Zum Beispiel Rahel Savoldelli und Conny Glowniewski. Savoldelli ist ausgebildete Schauspielerin, hat mit Contanza Macras, Anne Tismer und Jared Gradinger gearbeitet und tourte weltweit mit ihrer Soloperformance “copyME”, in der sie das Konzept geistigen Eigentums hinterfragte. Conny Glowniewski, die lieber Conny Straußberg genannt werden möchte, spielte in vielen Thikwa-Produktionen wie “ZeitStille” und “Feder, Meer und Nachtigall” mit und wurde für ihre Bilder 2010 mit dem Lothar Späth Förderpreis ausgezeichnet.

Um zum Kern ihrer “Zusammenarbeit” vorzudringen, interviewen sich Rahel und Conny gegenseitig, arbeiten mit einer Kamera und machen einen langen Spaziergang am Rheinufer, um über vergangene Arbeiten zu sprechen. Daneben beschäftigt sich Rahel Savoldelli auch mit der Frage, wie man das dann dem Zuschauer zeigen und näherbringen kann. Gespräche mit dem Publikum sind ihr sehr wichtig. “Kunst entsteht nur durch die Begegnung verschiedener Menschen und das Kunstwerk kann niemals losgelöst vom Künstler oder vom Betrachter existieren”, sagt sie.

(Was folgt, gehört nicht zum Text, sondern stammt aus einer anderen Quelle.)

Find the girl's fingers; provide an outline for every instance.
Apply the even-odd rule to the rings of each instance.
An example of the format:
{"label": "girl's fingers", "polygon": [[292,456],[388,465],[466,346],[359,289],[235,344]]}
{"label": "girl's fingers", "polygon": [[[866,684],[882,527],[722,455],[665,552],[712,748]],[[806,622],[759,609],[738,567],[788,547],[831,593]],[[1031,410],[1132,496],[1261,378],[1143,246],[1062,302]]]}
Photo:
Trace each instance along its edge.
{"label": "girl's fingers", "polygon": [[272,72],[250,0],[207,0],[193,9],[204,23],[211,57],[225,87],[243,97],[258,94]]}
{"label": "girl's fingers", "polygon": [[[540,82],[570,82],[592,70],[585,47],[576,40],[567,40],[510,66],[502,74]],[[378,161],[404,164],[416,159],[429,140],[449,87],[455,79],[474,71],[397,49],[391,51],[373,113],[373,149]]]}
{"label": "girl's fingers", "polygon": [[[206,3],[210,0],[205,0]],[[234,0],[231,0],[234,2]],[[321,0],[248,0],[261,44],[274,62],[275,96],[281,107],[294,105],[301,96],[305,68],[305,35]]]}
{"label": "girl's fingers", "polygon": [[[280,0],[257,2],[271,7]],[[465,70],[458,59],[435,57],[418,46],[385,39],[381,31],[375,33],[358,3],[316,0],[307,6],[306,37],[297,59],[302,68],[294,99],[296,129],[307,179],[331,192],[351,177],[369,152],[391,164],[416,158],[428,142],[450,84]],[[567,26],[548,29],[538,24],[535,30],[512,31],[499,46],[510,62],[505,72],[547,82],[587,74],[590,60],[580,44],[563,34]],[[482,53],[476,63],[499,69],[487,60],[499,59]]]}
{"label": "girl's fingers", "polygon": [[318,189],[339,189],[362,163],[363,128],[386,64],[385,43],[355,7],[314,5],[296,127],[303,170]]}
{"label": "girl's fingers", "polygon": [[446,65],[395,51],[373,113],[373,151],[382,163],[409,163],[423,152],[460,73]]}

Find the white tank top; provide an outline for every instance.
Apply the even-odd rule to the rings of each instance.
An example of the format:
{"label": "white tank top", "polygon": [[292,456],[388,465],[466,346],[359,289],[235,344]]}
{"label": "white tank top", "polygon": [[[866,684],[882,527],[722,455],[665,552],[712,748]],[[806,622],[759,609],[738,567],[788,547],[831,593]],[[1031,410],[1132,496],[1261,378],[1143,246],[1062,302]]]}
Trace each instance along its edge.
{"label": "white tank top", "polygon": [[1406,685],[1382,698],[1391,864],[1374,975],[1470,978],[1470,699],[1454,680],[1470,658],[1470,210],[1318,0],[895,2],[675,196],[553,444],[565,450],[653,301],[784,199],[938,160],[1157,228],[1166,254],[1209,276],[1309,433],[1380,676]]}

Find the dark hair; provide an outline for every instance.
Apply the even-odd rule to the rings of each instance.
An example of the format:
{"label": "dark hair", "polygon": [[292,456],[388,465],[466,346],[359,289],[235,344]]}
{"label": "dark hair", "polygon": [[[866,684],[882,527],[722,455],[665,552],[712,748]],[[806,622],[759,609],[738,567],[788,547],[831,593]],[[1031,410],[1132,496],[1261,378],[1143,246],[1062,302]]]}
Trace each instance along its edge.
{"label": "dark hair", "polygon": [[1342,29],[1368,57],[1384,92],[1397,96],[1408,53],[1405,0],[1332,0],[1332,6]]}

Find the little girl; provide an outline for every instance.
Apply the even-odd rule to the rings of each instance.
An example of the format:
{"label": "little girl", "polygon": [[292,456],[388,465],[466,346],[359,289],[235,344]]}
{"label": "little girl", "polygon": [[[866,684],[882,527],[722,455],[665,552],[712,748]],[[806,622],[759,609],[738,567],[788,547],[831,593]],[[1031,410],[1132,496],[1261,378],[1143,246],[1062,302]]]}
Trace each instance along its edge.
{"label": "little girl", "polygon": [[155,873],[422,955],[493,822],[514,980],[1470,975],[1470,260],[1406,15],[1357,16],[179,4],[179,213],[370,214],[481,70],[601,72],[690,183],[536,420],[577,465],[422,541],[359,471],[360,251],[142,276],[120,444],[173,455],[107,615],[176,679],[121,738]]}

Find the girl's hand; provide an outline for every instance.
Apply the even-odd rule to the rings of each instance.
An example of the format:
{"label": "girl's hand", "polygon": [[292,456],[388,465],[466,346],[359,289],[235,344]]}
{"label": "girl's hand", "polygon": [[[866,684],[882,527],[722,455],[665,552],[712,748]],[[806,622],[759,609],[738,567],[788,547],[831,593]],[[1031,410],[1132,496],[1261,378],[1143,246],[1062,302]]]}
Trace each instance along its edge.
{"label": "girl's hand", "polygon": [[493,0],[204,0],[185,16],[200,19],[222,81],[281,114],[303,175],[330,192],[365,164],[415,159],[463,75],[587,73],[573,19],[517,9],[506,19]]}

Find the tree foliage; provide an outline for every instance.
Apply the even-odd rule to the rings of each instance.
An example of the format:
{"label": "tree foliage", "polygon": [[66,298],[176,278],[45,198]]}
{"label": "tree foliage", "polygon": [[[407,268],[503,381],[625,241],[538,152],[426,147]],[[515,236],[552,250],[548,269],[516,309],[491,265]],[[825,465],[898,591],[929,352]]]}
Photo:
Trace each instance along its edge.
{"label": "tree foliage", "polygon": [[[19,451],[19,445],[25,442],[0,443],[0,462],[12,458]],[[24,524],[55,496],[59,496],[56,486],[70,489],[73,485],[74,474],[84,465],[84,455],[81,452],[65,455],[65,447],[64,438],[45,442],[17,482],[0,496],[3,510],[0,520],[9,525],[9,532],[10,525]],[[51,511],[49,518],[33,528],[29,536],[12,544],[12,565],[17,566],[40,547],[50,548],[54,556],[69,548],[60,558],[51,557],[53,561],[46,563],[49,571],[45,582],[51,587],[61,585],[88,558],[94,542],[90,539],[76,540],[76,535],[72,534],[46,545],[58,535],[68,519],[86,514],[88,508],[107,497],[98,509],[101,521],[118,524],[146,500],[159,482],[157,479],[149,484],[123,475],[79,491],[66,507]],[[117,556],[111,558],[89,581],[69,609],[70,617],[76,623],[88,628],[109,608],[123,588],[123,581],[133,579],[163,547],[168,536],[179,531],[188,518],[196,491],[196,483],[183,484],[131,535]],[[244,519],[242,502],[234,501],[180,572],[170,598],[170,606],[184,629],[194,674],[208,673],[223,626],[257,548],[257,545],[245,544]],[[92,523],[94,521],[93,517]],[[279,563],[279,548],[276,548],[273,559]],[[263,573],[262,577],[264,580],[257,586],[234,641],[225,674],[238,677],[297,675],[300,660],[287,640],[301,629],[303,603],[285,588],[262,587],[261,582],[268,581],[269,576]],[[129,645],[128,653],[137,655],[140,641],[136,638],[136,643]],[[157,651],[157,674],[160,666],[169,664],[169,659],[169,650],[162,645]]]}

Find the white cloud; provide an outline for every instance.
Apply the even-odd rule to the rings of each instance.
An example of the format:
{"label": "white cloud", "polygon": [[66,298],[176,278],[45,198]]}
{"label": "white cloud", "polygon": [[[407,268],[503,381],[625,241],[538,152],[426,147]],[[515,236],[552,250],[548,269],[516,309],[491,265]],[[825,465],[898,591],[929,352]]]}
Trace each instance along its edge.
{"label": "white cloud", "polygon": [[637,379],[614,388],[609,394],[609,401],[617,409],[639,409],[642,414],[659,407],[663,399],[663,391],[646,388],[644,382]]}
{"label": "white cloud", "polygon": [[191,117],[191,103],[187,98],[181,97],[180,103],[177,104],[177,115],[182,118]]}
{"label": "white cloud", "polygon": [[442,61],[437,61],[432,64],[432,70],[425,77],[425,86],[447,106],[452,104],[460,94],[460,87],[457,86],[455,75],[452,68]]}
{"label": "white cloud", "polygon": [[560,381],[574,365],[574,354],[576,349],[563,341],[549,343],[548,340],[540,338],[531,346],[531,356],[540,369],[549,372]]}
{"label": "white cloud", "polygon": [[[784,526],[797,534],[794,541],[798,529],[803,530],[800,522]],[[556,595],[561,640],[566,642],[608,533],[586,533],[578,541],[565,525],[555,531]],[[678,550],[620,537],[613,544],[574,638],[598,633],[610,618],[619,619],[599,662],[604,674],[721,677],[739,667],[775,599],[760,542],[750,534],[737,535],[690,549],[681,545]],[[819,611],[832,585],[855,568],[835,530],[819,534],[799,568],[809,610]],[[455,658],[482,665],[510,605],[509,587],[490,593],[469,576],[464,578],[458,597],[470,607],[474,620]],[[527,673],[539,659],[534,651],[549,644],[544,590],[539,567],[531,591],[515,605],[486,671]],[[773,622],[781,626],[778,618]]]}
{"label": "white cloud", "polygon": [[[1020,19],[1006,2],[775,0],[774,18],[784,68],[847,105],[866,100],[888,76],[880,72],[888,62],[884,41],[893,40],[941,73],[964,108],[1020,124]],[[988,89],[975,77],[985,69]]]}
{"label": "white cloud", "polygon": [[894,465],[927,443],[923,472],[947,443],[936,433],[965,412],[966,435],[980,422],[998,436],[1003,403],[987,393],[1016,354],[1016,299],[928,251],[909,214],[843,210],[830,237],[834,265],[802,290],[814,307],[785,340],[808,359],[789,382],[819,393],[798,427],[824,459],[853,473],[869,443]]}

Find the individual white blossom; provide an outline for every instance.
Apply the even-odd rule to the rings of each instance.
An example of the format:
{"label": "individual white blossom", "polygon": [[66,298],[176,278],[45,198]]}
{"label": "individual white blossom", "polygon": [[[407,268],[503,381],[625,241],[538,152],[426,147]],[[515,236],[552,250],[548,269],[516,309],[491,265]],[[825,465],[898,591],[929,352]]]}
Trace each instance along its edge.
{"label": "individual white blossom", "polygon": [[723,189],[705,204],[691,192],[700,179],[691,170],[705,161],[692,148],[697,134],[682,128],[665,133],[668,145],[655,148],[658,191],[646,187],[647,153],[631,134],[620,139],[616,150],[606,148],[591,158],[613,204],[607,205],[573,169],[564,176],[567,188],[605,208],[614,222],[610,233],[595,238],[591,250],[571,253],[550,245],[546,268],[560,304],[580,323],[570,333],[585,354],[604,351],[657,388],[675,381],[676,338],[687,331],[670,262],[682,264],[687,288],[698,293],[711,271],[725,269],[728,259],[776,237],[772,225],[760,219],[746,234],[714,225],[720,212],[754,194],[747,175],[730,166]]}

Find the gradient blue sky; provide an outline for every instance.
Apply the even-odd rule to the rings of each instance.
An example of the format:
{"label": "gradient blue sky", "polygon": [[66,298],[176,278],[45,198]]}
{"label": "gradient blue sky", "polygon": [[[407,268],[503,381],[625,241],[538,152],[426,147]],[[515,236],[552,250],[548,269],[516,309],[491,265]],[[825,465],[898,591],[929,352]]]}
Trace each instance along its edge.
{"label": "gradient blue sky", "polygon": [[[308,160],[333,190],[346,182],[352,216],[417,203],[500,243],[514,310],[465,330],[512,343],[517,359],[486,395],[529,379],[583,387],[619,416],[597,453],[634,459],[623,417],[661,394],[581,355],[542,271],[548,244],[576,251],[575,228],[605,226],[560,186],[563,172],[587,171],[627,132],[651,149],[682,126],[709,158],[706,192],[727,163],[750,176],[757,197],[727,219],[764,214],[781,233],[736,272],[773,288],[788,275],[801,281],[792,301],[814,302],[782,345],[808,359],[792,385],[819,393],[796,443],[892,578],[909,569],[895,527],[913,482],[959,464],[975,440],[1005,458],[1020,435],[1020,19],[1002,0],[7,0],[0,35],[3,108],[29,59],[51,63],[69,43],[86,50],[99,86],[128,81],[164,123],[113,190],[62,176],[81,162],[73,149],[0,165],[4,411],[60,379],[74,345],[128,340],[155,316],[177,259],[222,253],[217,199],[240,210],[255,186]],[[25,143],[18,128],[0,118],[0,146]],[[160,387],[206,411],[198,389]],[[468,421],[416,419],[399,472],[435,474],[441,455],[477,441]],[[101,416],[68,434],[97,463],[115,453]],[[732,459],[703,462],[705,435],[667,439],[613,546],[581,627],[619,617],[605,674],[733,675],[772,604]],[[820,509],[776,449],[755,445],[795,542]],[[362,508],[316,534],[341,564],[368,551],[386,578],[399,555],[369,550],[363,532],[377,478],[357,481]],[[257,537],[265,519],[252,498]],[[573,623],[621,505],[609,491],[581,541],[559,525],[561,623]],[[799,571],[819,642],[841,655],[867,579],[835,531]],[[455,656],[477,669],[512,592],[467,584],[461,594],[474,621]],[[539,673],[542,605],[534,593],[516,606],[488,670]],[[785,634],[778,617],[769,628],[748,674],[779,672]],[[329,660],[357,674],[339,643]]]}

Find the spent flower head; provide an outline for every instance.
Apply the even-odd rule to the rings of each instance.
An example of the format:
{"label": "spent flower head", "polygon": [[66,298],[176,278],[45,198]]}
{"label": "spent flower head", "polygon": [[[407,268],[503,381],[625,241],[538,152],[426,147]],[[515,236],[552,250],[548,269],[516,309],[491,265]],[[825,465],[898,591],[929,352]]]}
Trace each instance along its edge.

Sich einlassen auf den Moment

Beim Basteln des Busses dürfen sowohl die Fotografin Marie als auch ich mal selbst Hand anlegen. Weil Conny Straußberg Bud Spencer unglaublich lustig findet, wollen die beiden die Anfangsszene aus dem Film “Plattfuß in Afrika“ nachstellen und einen Kampf im Bus inszenieren. Mit einer Schaumstoffkeule haut Conny Rahel auf den Kopf, um zu testen, ob die Bastelarbeit der geplanten Rauferei standhält.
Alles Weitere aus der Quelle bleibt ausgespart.